What to do when you make the first move on a friend and get rejected

A reader asks:

A few weeks ago, I was hanging out with some friends, one of them being a really cute guy I've been crushing on for a few weeks. We have the same friends, but have only only spoken one or two times very quickly. Well, a few weeks ago when we were all hanging out, he caught my eye.

I decided to make the first move and do the "drop and roll," which is basically when you give a guy your number and then leave. I decided to let one of my friends do it for me since I'm a wimp.

She gave him my number, told him it was from me, and he took it. I waited and waited for him to text or call me and he never did. I feel like such a desperate fool right now and whenever I see him, I get terribly embarrassed. How do I get over this rejection and move on?
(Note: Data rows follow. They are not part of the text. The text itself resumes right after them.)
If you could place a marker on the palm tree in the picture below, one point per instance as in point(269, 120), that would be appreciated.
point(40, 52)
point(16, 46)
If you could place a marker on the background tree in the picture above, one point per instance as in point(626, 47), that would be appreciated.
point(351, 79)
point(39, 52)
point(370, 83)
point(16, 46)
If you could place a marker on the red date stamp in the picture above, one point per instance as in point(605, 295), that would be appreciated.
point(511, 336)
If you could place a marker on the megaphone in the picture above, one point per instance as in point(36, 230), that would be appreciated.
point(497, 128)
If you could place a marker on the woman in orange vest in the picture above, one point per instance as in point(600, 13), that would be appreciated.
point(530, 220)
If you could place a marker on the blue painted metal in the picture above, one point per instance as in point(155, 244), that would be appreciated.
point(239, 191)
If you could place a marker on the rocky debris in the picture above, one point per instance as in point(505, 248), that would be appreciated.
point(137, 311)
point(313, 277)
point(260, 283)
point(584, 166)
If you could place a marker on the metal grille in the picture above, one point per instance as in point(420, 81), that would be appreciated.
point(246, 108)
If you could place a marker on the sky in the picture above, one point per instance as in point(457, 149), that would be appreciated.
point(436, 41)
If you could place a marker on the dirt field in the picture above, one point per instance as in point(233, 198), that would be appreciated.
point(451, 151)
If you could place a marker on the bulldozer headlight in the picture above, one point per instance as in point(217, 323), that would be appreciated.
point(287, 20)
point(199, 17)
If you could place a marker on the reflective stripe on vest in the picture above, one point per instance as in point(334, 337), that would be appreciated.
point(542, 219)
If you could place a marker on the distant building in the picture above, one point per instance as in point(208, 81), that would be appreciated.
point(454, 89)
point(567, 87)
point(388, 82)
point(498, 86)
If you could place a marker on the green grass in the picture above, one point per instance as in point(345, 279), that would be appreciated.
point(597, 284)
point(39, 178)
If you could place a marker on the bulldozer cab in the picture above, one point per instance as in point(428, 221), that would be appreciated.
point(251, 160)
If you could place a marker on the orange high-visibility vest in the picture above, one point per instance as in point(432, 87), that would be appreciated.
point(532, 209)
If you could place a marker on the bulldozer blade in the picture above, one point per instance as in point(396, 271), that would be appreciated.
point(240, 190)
Well, first I want to say that I think it's awesome that you made the first move, even if you had a friend help you out. A lot of people out there don't have the guts to even do that, so please don't call yourself a wimp!

I know that things didn't work out the way you wanted them to, but I still think you did the right thing. You saw someone you were interested in, and you decided to do something about it rather than sit around and wait for them to do it. Now you know what the deal is, and even though it hurts, you're better off knowing!
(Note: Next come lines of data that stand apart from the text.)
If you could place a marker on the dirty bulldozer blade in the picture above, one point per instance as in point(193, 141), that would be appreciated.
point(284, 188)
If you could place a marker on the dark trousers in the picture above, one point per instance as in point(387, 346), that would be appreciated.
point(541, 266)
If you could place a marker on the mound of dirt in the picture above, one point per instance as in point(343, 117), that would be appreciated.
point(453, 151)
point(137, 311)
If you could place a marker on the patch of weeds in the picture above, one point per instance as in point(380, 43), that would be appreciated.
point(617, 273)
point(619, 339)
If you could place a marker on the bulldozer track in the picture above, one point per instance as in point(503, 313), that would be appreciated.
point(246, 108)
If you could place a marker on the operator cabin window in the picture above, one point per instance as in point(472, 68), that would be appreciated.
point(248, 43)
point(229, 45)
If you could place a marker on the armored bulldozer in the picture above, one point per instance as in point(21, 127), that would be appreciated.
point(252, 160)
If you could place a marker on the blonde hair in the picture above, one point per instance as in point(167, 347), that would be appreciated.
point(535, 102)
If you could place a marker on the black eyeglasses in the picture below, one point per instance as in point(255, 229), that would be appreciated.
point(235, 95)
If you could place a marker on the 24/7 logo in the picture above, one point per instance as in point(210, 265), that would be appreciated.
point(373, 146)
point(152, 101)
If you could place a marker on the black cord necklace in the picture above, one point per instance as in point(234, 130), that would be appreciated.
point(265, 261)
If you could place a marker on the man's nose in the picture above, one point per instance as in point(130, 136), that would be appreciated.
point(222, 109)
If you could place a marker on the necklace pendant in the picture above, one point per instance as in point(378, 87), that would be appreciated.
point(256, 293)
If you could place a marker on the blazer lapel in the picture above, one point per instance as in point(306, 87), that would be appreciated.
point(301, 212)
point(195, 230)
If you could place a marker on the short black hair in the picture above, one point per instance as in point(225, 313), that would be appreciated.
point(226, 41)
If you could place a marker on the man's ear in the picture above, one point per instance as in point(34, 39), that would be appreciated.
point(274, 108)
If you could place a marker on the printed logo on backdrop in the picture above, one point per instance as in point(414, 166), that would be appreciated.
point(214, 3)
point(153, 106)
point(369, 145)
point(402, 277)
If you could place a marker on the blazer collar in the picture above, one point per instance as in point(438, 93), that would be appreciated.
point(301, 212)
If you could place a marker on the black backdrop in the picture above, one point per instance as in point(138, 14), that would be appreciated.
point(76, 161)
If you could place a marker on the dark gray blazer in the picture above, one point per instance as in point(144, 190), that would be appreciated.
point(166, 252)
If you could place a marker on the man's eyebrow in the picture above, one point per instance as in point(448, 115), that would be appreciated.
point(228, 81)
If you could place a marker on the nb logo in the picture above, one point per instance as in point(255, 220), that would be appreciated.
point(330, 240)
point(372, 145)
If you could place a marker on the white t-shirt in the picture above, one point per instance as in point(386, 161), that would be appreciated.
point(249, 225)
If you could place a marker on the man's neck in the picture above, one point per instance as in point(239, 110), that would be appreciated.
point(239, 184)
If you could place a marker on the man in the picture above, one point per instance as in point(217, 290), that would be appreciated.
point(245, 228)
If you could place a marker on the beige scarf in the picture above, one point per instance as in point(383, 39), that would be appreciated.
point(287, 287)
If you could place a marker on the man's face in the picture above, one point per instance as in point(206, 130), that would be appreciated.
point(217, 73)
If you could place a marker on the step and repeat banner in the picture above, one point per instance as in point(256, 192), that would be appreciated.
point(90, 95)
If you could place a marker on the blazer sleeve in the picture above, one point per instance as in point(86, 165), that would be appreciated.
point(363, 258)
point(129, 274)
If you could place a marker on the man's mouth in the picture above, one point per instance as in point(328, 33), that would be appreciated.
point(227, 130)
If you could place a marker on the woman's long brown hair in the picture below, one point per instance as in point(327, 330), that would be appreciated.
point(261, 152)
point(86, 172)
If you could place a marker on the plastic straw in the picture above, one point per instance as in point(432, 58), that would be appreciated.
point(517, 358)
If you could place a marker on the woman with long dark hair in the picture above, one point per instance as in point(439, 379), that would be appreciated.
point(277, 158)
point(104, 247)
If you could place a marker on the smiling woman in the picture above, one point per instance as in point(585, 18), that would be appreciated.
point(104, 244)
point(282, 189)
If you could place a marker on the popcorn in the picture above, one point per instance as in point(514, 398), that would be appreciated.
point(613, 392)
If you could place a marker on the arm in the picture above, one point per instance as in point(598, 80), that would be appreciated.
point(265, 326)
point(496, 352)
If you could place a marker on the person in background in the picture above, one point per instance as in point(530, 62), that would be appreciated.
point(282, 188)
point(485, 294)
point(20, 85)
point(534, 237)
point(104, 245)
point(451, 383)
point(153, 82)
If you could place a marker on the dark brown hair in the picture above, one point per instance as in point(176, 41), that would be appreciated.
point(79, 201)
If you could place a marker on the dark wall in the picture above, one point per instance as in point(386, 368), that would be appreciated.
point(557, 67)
That said, dealing with rejection is tough, especially when you've been rejected by someone you have to continue seeing quite often. Feeling embarrassed and stupid comes with the territory, but in this case, you shouldn't feel either of those things, and that's something you just need to convince yourself.

You shouldn't feel like a "desperate fool" because you aren't one! You made a move and it didn't work out – that's okay, and it happens every single day. You didn't beg them for a date or confess your undying love – you made a small gesture that wasn't returned. You don't look desperate or foolish, I promise you. In fact, to me, you look confident and sure of yourself, because you tried, and that's really saying something.
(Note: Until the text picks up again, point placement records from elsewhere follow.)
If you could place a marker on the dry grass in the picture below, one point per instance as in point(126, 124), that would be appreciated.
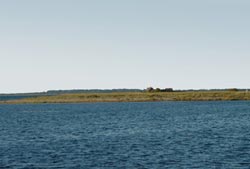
point(136, 97)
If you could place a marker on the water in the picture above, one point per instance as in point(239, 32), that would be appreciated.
point(126, 135)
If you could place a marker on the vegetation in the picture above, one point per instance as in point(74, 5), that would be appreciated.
point(136, 97)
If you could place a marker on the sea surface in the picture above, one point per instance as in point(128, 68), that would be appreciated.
point(149, 135)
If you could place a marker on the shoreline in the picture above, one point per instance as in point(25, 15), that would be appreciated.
point(135, 97)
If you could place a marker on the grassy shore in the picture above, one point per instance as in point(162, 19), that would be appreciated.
point(136, 97)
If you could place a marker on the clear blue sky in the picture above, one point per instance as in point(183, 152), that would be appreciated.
point(84, 44)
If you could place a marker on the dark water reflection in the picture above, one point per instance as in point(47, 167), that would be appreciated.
point(126, 135)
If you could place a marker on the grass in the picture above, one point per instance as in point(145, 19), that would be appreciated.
point(136, 97)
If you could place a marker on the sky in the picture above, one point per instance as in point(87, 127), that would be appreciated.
point(97, 44)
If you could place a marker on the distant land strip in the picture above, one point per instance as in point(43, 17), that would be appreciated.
point(141, 96)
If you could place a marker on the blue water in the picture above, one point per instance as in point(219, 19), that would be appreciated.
point(126, 135)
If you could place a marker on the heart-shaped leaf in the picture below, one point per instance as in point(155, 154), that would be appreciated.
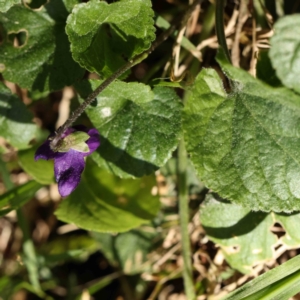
point(243, 235)
point(104, 36)
point(139, 128)
point(245, 145)
point(38, 57)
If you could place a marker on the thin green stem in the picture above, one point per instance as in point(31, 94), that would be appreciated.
point(184, 221)
point(29, 256)
point(220, 27)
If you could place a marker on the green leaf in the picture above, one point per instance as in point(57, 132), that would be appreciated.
point(66, 248)
point(290, 223)
point(245, 145)
point(232, 227)
point(139, 128)
point(280, 283)
point(265, 71)
point(38, 57)
point(15, 120)
point(128, 250)
point(285, 50)
point(5, 5)
point(76, 141)
point(40, 170)
point(103, 202)
point(104, 36)
point(18, 196)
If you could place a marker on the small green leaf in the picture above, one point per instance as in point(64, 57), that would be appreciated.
point(104, 36)
point(40, 170)
point(265, 71)
point(290, 223)
point(128, 250)
point(76, 141)
point(103, 202)
point(18, 196)
point(15, 120)
point(5, 5)
point(245, 145)
point(139, 128)
point(38, 57)
point(285, 50)
point(244, 236)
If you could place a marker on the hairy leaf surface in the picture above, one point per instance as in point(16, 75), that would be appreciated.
point(139, 127)
point(104, 36)
point(245, 145)
point(35, 52)
point(244, 236)
point(128, 250)
point(5, 5)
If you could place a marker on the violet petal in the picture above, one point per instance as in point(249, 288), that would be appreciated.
point(44, 152)
point(68, 167)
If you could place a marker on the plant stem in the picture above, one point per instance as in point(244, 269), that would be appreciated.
point(30, 259)
point(137, 59)
point(220, 27)
point(29, 256)
point(184, 221)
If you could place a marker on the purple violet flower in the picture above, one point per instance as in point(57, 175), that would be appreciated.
point(69, 157)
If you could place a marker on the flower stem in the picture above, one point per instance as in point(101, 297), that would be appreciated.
point(184, 221)
point(29, 256)
point(137, 59)
point(220, 27)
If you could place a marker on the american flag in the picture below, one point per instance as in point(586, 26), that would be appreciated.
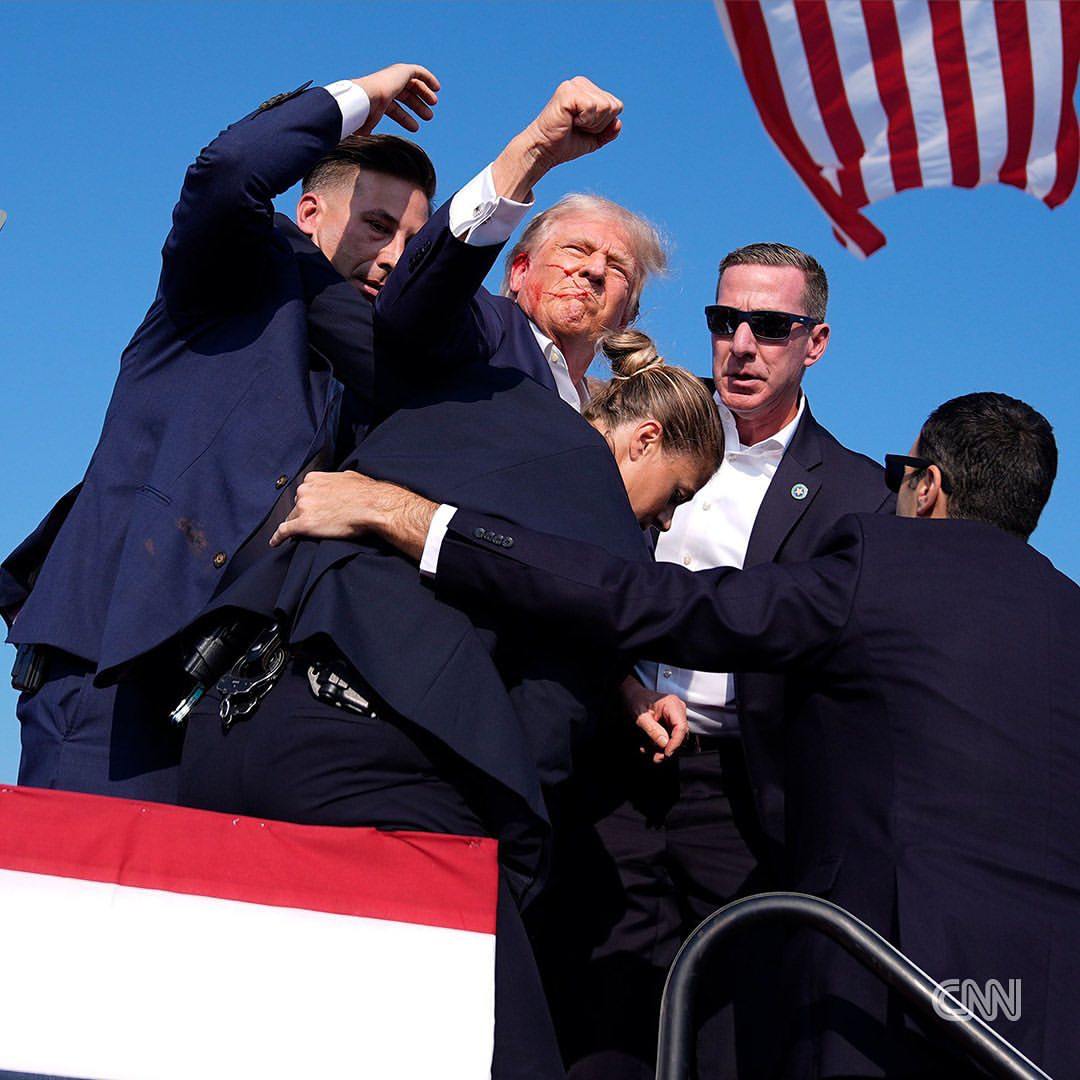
point(868, 98)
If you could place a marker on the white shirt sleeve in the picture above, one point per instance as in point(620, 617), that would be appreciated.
point(480, 216)
point(353, 103)
point(433, 544)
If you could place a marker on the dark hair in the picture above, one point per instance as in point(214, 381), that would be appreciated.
point(815, 289)
point(645, 387)
point(1000, 456)
point(374, 153)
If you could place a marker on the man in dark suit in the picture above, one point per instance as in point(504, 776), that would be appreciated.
point(227, 392)
point(932, 752)
point(578, 271)
point(707, 826)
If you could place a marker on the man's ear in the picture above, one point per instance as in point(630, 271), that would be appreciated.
point(930, 500)
point(517, 271)
point(817, 345)
point(648, 436)
point(308, 213)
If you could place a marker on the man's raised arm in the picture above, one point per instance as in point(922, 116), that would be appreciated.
point(429, 304)
point(225, 213)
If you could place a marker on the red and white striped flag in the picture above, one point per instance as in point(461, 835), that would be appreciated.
point(868, 98)
point(143, 941)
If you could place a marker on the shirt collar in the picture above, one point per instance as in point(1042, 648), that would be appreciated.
point(773, 445)
point(561, 370)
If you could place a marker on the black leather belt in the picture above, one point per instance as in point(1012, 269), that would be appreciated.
point(710, 744)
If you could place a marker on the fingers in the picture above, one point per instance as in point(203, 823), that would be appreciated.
point(395, 112)
point(653, 729)
point(286, 529)
point(424, 81)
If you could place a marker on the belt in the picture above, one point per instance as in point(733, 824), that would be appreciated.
point(710, 744)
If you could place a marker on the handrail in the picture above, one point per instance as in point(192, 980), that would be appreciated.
point(971, 1034)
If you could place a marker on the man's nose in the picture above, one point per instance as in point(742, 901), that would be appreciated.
point(594, 267)
point(389, 256)
point(743, 340)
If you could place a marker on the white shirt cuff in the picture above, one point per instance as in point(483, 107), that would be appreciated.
point(481, 217)
point(353, 103)
point(433, 544)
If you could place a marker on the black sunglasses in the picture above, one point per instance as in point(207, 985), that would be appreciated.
point(765, 325)
point(895, 463)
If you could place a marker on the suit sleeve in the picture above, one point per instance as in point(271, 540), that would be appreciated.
point(224, 220)
point(769, 618)
point(433, 307)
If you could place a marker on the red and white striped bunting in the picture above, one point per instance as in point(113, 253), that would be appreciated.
point(868, 98)
point(147, 942)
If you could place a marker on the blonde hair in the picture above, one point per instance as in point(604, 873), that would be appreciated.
point(644, 387)
point(646, 244)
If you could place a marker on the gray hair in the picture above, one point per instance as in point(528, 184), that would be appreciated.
point(815, 287)
point(646, 243)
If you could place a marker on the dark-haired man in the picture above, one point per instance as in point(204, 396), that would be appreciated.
point(931, 772)
point(227, 393)
point(709, 825)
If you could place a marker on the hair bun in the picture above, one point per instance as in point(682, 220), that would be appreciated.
point(630, 353)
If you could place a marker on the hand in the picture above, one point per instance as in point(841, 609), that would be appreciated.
point(662, 717)
point(579, 119)
point(392, 89)
point(331, 507)
point(346, 505)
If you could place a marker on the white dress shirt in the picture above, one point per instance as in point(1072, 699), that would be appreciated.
point(713, 529)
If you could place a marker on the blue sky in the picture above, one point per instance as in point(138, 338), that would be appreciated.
point(103, 107)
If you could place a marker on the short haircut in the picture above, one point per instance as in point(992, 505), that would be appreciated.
point(373, 153)
point(646, 244)
point(644, 387)
point(999, 455)
point(815, 289)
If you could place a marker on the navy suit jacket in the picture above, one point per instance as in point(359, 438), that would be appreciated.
point(786, 529)
point(225, 393)
point(433, 306)
point(511, 700)
point(933, 761)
The advice of "stop feeling that way" is easier said than done. This is something you just need to tell yourself over and over again until you believe it. Every time you start to feel stupid for your actions, remind yourself of how much courage it takes to make the first move, and then remind yourself that you did that when so many other people wouldn't. Just repeat it like a mantra until you start to feel better.

Rejection is, unfortunately, a natural part of the dating world, and while the first sting is the worst, it will help you get through more issues like these in the future.

I can't say I blame you for not wanting to be around him. So, just avoid him until you start to feel better about the whole thing. Since he couldn't be bothered to respond to you in any way (to be clear, he didn't have to respond, but it would have been respectful for him to politely decline your advance), don't feel bothered to be nice to him.

You shouldn't be mean – staying cordial is unfortunately the more mature move – but don't go out of your way to say hi or anything like that. If you hate being around him, don't go near him. But also, don't let his presence mess with your social life. You have to learn how to ignore him. Showing that you don't care and that you can still have fun with your mutual friends shows him that you don't need him at all – that speaks volumes.

To be honest, getting through this awkward feeling will take some time. You just need to get past the discomfort and I promise you'll start to feel better again.

Don't let yourself focus on the incident, set your sights on better things, and remind yourself every day that you're a confident badass. You'll feel much better soon!